Most Americans, like most Japanese, view their dogs, cats, and other animal companions as family members, and rightly so. Yet, the U.S. State Department is tearing apart families by forcing U.S. citizens who are evacuating the crises in Japan, Libya, and Bahrain to leave behind their dogs and cats. I thought that we had overcome that callous mindset after the nightmares of children being forcibly separated from their dogs and cats by the National Guard after Hurricane Katrina, but I was wrong.

When riots broke out in Egypt last month, U.S. evacuees faced the agonizing choice between flying home to safety -- which meant leaving their animals to likely suffer and die in a hostile environment, alone and scared -- or staying behind and risking their own lives to remain with their beloved companions. Why would we do that to them? Only after PETA alerted our members and repeatedly urged Secretary of State Hillary Clinton to allow animals on U.S. government-chartered evacuation flights were some animals finally allowed on the last flight out of Egypt -- if they were small enough to fit in a carrier under an airplane seat. Too bad, Lassie, you'd have to eat dirt and dodge petrol bombs.

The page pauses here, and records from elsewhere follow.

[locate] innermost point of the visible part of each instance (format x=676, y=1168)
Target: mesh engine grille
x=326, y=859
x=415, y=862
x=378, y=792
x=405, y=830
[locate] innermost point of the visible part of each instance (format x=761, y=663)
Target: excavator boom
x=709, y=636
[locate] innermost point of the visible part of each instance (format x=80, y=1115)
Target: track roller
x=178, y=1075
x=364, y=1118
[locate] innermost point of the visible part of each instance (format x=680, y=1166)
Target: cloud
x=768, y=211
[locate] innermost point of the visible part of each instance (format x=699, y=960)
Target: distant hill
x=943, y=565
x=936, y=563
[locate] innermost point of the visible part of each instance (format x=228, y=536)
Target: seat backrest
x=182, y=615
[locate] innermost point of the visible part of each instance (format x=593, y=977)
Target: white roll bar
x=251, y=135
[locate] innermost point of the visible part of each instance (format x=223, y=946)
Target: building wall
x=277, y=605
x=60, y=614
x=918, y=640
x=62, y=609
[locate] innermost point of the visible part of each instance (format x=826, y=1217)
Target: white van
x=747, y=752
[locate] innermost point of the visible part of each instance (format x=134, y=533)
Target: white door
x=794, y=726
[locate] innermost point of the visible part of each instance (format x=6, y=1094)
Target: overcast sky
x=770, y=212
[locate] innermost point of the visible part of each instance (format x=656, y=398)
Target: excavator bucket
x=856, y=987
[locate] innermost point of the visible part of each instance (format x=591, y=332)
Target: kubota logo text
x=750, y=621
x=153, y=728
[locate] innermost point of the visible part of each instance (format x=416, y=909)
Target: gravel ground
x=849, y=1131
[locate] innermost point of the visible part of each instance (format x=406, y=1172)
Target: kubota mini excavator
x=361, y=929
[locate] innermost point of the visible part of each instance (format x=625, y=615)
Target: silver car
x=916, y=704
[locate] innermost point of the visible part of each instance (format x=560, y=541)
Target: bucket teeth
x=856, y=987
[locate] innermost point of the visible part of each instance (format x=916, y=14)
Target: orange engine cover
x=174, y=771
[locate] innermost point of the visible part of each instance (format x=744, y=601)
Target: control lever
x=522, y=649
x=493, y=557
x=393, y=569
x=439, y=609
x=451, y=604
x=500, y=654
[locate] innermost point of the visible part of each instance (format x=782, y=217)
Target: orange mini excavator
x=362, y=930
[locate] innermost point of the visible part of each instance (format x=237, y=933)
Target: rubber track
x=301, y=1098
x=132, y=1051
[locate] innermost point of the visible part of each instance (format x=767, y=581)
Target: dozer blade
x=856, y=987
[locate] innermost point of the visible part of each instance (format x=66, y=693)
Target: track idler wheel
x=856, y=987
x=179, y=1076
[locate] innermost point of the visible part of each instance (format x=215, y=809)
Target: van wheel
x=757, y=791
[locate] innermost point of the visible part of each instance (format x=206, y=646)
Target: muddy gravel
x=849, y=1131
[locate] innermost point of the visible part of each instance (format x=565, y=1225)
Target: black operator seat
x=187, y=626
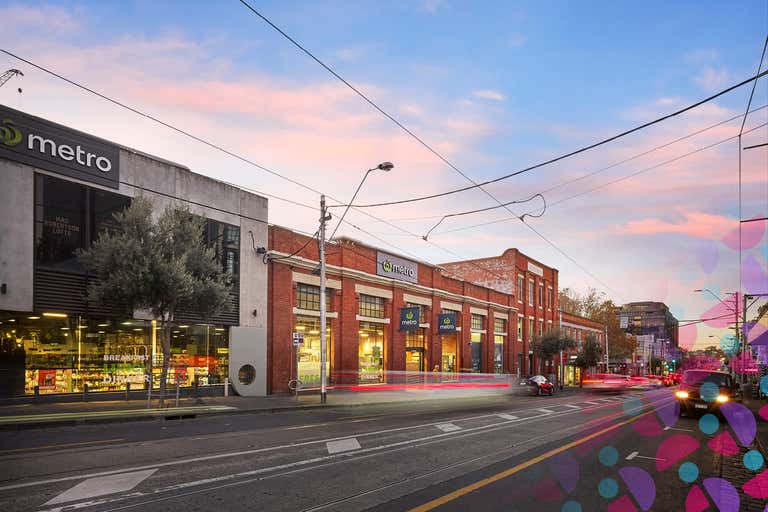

U.K. citizens fleeing the Middle East and Japan have been allowed to take their animal companions with them on evacuation flights. The U.S. is not so civilized, and that's a blot on our national copybook. Obviously, the Department of State's policy against evacuating animals in crises puts both animals and the people who care about them in peril. In summarizing the lessons learned after the Hurricane Katrina rescue and relief efforts, the Centers for Disease Control and Prevention stated that "... a lack of plans and resources to evacuate 'incidental' pets with their owners has been known for decades to be a primary reason why citizens will refuse to evacuate in the face of imminent life-threatening danger."

Animals aren't any better equipped to survive an emergency than humans are. Few people missed the fact that after Hurricane Katrina, people died because buses and emergency shelters wouldn't allow their animals. Dogs and cats whose guardians abandoned them, sometimes at gunpoint, to "fend for themselves" slowly wasted away, terrified and delirious from dehydration or reeling from the pain of broken bones and infected wounds. Many once-beloved animals were shot dead in the streets by authorities. PETA's team of rescuers who were in the muck and grime, pried open house doors and padlocked gates only to find, in many cases, animals' carcasses.

It was years ago that we first heard a president talk about a kinder, gentler nation, so why would it still be just that -- talk? Isn't it time to protect the most vulnerable members of our citizens' families? We've lived through enough disasters in recent years to know the devastation that results when evacuation policies force family members apart. It's time for the State Department to permanently change its official policy to allow all members of U.S. citizens' families -- no matter what size they are or how many legs they have -- to evacuate together when disaster strikes. Please, contact the State Department and raise hell.